Tuesday, April 23, 2019

Can't Be Bothered


In a way, it was unfair since I knew how Clare would react—part shark, Old Faithful and Mt. Vesuvius.  “Here,” I said after Easter dinner, “read this,” a reassessment of the movie “Field of Dreams.”  Wait for it, just wait, now:  “Why did you have me read this?”  Just toying with you, child.

 

Paul Newberry, an AP writer, must have run out of column ideas, so he decided to pick on this now 30-year old classic starring Kevin Costner, James Earl Jones and Burt Lancaster.  Newberry wasn’t buying any talk of baseball or FOD being “some sort of timeless metaphor for connecting to your past and understanding what America is really all about.”  No, sirree.  “In reality, it’s just another terrible film.”

 

Outside of noting how the movie avoids any mention of baseball’s color line, Newberry doesn’t offer much in the way of substantive criticism.  Oh, wait, he thinks Roy Liotta as Shoeless Joe Jackson was trying out his wise-guy persona that would inform “Goodfellas” a year later.  Now, most fair-minded critics of FOD have a different problem with Liotta’s portrayal of Shoeless Joe, playing him right-handed while the real Jackson threw and hit lefty.  Oh, well, by his own admission Newberry says he belongs to a group commonly known as “lazy sportswriters.”  Indeed.

 


What I really didn’t like was his recommendation of “Bull Durham,” what he considers a Costner baseball movie “with some entertainment value.”  Oh, really?  Because we all want our daughters to grow up and be baseball Annies or that’s how we ought to see women in general?  Thanks, but no thanks.

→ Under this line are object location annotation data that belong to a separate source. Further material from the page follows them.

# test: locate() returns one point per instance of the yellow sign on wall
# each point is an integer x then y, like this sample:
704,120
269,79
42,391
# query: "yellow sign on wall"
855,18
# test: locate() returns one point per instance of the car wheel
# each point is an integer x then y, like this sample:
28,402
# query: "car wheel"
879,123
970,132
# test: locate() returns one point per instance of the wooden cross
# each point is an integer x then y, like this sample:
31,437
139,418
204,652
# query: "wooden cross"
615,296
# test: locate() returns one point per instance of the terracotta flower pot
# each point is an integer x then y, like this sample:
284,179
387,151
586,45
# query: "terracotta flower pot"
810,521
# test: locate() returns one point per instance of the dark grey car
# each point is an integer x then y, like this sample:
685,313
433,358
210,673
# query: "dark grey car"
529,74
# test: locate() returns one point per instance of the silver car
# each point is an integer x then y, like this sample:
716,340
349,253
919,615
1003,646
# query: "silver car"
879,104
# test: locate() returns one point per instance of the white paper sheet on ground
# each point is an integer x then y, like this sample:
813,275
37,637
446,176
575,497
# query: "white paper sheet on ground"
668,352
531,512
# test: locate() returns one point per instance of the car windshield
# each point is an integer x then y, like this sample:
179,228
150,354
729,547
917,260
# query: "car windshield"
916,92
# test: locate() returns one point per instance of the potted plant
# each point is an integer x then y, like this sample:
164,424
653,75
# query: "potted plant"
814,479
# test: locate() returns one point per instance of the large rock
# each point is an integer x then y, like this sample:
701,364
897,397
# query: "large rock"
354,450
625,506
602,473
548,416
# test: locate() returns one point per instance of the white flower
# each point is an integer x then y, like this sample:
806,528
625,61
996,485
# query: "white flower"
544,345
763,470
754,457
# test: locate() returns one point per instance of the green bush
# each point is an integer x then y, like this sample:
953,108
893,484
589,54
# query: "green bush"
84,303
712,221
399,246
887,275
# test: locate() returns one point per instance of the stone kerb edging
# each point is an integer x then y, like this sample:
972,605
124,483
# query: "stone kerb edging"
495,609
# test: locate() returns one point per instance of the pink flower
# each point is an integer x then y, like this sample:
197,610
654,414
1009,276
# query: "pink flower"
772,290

For me, it’s not so much the what of “Field of Dreams” as the where, that converted cornfield outside of Dyersville, Iowa.  We took Clare there twice, the second time when she was twelve and had just hit her first moonshot of a homerun, this in Bronco baseball.  I’d brought along a bucket of baseballs and proceeded to pitch a little BP to my daughter; she nearly took my head off on one line drive.  The ball rolled nearly to the corn, and I think I saw a hand reach out and try to take it.